At the Sustainable Minerals Institute we strongly believe that powerful, transdisciplinary research – bridging the gap between silos - is a fundamental part of addressing the minerals industry’s sustainable challenges.

Jandira Morais, a PhD Candidate at the Centre for Mined Land Rehabilitation (CMLR), has carried that transdisciplinary ethos with her throughout her studies and is now championing it with her thesis.

We sat down with Jandira to discuss how she ended up at SMI, the different facets of her transdisciplinary thesis, and plans for the future.

Urban mining and waste-pickers

“My PhD is on urban mining and the circular economy transition in Angola with a focus on the people behind it, who are often called scavengers though I prefer the title waste-pickers.

“Urban mining is a process of recovering materials from existing stock, like infrastructure, buildings, dump sites and municipalities, and is connected with the theory of circular economies, where nothing is wasted and everything is recycled.

“Angola has been in war for many years and that has increased the rate of poverty and unemployment, so there are a lot waste-pickers who collect materials to sell and try and improve their life.

“By collecting different materials like aluminium, copper and bronze and delivering them to the recycling industry, waste-pickers are not only providing economic and social benefits but also environmental benefits through waste management.

“Unfortunately they are not formalised by Angolan regulation, which is something I’d like to help change with my PhD.

“To sell the material they either go through middle-men with connections to the recycling industry or sell directly to the industry, but these groups often exploit them because they have no official organisation or protection."

Finding a path forward

“I originally wanted to become an orthopaedist through university so I could improve the opportunities for Angolans who couldn’t go overseas for high quality orthopaedic care, but I wasn’t able to due to an operation at the time.

“So I ended up just asking my father to go to the university and pick any course that he thought I should do, and he ended up choosing Natural Resources and Environmental Engineering.

“When I first started the course I was just… getting through it… but I started to realise how closely related issues like solid waste management, environmental policy and practice and community development were, which I was really interested in, and I started to enjoy it.

“Before I had even finished my Masters I knew I wanted to do a project involving waste-pickers in Angola, and I started to reach out to potential supervisors and share the idea.

“I received a lot of feedback from some Professors, a lot of them liked it, and then I received an email from Professor Saleem Ali.

“I was originally going to go to the University of Delaware, where Saleem is a Professor, but I ended up needing an operation and couldn’t make it, which really frustrated me.

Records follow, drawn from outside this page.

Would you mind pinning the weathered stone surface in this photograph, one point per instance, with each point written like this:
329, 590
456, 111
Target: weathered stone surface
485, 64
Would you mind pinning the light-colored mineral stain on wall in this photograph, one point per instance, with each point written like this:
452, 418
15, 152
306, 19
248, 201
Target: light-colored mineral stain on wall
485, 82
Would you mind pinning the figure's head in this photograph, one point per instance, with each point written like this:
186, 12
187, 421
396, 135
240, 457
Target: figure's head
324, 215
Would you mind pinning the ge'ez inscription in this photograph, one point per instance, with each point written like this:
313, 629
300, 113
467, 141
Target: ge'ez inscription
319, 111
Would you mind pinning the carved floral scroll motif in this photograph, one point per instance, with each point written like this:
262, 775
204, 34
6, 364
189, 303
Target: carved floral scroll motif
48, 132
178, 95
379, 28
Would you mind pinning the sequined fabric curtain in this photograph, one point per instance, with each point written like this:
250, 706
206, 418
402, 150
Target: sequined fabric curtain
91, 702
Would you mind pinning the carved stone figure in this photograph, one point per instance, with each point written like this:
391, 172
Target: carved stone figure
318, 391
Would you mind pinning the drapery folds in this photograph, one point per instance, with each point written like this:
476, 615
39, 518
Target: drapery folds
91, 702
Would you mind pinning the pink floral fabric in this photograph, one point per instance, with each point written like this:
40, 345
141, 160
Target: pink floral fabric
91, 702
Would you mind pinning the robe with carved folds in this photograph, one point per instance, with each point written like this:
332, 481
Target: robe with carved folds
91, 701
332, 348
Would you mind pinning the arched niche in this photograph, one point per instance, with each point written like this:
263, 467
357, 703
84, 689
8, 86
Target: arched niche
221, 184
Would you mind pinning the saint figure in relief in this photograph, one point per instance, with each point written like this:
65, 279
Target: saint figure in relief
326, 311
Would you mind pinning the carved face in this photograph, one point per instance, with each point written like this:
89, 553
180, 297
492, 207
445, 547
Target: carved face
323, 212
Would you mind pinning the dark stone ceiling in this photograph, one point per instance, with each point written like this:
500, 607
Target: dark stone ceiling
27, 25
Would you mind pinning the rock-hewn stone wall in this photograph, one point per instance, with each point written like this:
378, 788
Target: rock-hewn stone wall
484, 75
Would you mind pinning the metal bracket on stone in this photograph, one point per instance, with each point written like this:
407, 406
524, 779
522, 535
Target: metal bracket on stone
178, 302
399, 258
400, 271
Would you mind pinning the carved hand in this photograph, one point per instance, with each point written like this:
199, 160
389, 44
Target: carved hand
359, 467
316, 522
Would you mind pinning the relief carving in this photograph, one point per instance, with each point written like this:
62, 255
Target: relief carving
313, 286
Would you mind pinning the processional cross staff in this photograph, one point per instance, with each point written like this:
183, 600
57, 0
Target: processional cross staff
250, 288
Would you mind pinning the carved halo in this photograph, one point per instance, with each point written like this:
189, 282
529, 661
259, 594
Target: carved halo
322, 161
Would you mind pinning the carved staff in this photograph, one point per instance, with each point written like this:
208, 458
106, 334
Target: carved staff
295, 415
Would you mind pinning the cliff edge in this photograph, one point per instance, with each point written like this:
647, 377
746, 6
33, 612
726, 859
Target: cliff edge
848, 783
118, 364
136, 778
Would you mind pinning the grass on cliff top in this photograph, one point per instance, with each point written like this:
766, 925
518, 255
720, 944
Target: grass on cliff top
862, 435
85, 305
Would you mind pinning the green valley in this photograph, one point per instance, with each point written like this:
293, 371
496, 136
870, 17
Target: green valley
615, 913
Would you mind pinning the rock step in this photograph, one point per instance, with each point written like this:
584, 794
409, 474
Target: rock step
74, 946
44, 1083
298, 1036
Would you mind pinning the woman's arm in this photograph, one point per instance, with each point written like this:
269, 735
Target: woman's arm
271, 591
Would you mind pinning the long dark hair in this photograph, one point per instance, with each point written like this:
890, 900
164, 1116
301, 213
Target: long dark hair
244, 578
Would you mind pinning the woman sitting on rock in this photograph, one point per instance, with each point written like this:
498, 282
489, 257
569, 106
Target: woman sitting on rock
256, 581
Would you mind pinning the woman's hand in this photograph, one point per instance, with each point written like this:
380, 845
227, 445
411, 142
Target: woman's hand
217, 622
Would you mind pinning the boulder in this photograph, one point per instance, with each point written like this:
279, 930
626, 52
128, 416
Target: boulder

“I spoke to Saleem, I told him I was exasperated and didn’t know what to do but that I definitely wanted to do the PhD on this topic.

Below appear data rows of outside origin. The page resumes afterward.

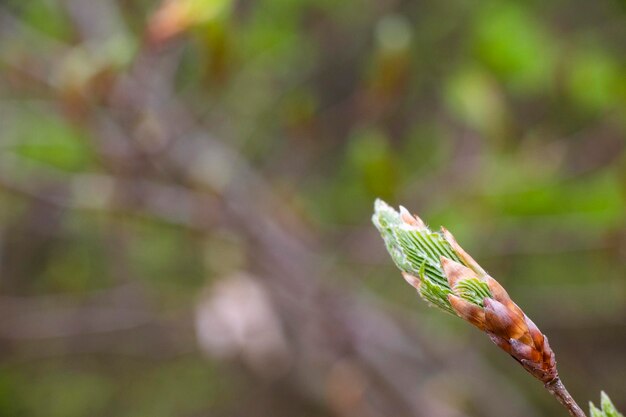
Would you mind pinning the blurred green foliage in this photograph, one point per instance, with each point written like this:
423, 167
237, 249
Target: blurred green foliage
504, 121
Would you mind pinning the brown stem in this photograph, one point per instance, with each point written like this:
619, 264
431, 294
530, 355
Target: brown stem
557, 389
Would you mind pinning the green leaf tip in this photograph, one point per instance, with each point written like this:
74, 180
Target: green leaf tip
608, 409
416, 250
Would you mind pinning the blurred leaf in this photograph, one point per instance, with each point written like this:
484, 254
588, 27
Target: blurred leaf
515, 46
595, 81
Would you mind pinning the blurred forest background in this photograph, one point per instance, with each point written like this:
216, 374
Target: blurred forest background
186, 190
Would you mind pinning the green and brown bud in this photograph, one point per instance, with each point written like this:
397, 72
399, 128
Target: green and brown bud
449, 278
504, 322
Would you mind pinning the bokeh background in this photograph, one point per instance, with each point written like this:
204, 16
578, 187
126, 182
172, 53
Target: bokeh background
186, 190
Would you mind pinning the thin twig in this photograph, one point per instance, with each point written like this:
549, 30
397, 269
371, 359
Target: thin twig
557, 389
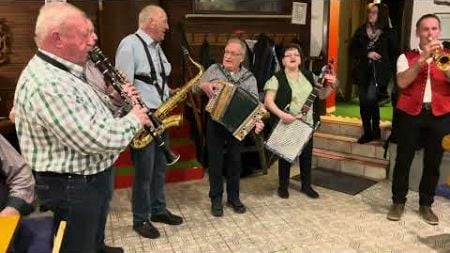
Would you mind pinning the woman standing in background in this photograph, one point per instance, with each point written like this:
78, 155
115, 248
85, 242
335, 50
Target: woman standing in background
374, 49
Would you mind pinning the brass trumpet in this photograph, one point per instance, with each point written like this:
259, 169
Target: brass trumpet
441, 58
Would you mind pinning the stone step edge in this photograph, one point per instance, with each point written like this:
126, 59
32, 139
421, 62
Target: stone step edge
346, 139
349, 121
350, 157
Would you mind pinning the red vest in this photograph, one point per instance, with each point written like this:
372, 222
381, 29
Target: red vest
411, 98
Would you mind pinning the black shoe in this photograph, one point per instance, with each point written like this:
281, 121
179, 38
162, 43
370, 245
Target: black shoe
147, 230
428, 215
365, 139
167, 218
109, 249
309, 191
217, 208
395, 212
283, 192
237, 206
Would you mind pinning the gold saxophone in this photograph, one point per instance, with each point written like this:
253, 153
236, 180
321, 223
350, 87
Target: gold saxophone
161, 115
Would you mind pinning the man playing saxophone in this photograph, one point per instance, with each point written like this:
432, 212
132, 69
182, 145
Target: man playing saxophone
423, 114
140, 57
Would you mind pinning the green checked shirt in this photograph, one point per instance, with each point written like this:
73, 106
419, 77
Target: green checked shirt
63, 125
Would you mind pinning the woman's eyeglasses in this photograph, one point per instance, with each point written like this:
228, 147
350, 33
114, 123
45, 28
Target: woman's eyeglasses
292, 55
232, 54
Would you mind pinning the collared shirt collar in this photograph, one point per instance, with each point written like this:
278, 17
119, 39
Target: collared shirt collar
148, 40
75, 69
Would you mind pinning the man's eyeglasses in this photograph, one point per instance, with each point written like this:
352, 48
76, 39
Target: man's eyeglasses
232, 54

“That’s when he suggested I apply at The University of Queensland in Australia.”

Time at SMI so far

“I consider myself very lucky to be at the SMI.

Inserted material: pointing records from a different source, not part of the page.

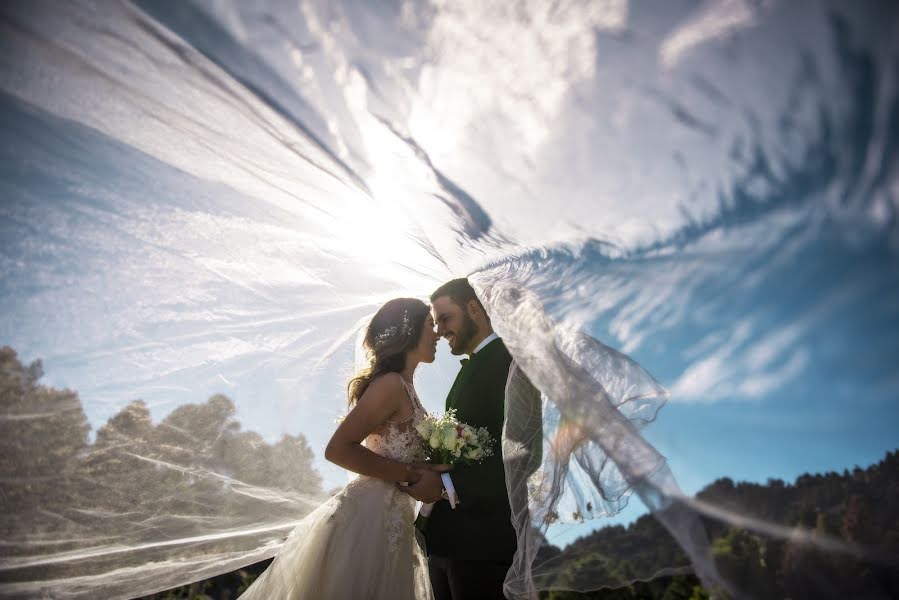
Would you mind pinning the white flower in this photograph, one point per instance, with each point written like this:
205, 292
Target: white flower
449, 438
424, 428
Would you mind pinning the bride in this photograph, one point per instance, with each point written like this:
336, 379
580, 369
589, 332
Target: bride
360, 543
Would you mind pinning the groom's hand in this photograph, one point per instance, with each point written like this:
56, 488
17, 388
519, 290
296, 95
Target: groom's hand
429, 487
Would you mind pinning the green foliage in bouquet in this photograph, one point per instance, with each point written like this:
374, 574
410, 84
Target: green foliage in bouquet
449, 441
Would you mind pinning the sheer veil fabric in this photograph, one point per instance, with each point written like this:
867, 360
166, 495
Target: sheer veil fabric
202, 203
577, 453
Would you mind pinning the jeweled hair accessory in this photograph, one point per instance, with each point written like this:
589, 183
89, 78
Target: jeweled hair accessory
403, 329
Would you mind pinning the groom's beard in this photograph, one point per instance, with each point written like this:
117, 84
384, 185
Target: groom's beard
464, 336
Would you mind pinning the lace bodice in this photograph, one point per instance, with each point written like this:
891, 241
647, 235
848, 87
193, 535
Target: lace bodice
398, 439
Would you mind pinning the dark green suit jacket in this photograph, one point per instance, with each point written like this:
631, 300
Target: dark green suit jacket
480, 527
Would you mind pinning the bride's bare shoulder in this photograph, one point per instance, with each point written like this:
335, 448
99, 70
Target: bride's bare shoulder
387, 385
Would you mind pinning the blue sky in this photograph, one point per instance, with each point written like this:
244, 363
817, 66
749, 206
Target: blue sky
174, 228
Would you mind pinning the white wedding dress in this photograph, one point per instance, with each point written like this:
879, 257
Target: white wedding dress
360, 544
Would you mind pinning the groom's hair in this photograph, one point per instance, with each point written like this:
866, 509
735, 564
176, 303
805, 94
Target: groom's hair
460, 292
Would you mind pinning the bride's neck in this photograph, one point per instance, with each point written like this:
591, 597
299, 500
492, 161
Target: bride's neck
409, 371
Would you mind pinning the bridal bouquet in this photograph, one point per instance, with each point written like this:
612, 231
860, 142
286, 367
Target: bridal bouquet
448, 441
451, 442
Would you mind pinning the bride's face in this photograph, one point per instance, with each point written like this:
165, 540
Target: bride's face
426, 349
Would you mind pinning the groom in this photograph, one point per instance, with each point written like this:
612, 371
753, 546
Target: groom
470, 547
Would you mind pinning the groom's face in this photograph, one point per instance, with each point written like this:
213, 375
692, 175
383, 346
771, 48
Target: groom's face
455, 324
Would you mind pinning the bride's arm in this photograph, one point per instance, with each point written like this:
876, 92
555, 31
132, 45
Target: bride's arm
381, 400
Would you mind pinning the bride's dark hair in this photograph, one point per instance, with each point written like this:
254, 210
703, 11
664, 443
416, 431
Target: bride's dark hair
393, 332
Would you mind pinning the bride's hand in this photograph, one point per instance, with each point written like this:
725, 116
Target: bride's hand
440, 468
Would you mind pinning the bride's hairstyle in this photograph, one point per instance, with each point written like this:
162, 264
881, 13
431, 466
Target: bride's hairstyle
393, 332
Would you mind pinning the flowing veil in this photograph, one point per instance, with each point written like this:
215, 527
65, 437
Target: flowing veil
203, 204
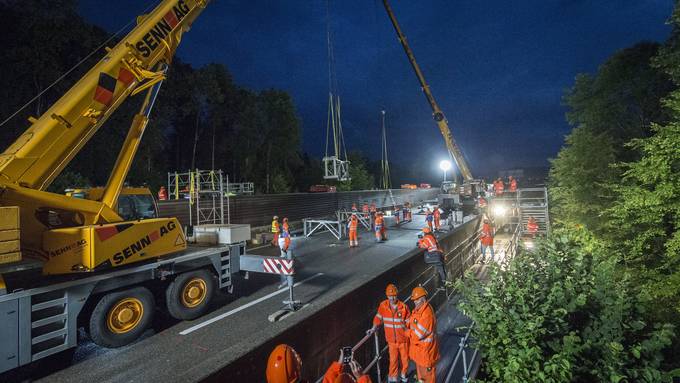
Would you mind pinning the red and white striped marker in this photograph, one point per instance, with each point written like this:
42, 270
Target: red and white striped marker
278, 266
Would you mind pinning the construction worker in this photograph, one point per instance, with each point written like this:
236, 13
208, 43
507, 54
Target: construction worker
407, 211
162, 194
513, 184
429, 218
532, 227
433, 253
284, 365
498, 187
276, 229
380, 230
352, 226
422, 332
482, 203
285, 226
341, 372
486, 239
392, 314
372, 210
284, 246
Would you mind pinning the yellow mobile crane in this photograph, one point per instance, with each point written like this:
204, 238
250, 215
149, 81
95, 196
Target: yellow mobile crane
79, 235
437, 113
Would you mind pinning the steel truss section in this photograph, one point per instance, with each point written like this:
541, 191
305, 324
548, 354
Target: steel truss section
533, 202
312, 226
205, 189
336, 169
364, 219
240, 188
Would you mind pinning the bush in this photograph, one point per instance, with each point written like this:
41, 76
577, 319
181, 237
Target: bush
563, 313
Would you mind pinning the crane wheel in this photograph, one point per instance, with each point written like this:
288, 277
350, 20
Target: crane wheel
120, 317
188, 296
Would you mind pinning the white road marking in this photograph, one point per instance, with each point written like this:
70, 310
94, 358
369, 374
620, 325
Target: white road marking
234, 311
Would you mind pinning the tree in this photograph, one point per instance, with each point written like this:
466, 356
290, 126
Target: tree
563, 313
607, 110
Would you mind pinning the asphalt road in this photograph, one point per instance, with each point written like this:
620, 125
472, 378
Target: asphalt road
183, 351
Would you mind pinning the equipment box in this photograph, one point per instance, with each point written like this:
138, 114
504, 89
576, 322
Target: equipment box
9, 235
226, 234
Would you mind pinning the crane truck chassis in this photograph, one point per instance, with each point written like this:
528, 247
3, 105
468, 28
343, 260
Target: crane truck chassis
85, 265
41, 316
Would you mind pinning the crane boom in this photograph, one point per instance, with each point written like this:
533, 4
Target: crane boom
65, 232
437, 113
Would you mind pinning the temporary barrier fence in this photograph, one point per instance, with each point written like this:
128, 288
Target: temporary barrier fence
467, 252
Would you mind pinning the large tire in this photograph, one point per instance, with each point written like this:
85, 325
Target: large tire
188, 296
120, 317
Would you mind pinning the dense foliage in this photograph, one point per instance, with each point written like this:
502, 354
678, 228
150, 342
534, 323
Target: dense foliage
599, 301
562, 313
202, 119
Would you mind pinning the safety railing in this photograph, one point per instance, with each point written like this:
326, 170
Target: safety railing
467, 249
509, 251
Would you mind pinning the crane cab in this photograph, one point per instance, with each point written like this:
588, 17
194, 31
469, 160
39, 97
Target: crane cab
134, 203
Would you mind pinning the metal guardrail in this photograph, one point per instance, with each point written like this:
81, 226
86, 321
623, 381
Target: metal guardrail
467, 248
510, 250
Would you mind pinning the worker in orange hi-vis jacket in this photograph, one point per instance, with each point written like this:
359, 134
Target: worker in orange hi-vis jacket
352, 226
532, 227
513, 184
436, 214
379, 227
429, 218
373, 210
162, 194
498, 186
422, 333
392, 314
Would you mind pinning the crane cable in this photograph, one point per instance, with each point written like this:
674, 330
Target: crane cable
60, 78
334, 122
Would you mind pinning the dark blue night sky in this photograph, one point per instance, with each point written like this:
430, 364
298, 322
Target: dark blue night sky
497, 68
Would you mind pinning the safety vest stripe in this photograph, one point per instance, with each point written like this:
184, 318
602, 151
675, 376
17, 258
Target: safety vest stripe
422, 329
394, 319
388, 325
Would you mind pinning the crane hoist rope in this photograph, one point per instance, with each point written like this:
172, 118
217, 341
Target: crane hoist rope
77, 65
437, 113
386, 181
336, 166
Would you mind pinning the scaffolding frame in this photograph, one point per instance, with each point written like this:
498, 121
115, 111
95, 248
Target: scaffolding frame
205, 191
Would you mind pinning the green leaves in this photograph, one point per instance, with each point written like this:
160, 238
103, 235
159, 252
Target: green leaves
562, 313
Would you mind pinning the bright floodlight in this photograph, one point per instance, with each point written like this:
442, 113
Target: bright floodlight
445, 165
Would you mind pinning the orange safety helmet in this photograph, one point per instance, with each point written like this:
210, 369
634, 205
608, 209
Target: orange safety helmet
391, 290
284, 365
418, 292
345, 378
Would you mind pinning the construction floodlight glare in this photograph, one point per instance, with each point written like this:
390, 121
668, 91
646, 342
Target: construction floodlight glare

“People made me feel welcome and when I explained my health situation they were very understanding, which is something I didn’t even experience much in Angola.

“I also have a great circle of friends.

“There is Ghanaian community, there is a Nigerian community and other African communities - though there aren’t any Angolan communities."

Life after her PhD

“Some people think that once you get a masters or a PhD that you should go on to make a lot of money, but that is not really how I think about it. Life is more than that.

“The first thing I am going to do after my PhD is go back to Angola, propose my project and do what I can to make the government formalise waste-pickers by helping them to create an association if there is none.

“It will help the society in general respect waste pickers as services providers or professional workers and appreciate the amazing job in becoming drivers of recycling in Angola.

“I’m inspired by them - despite the fact they are in such a vulnerable position, they are so persistent and always have the hope that tomorrow will be a better day.

“They decide not to do something criminal – even though some people better-off in society still do - but to work hard to earn a living and support their family.

“I know that I will not change the world or even Angola as a whole but if I can change one waste pickers’ life, I will be more than contented.”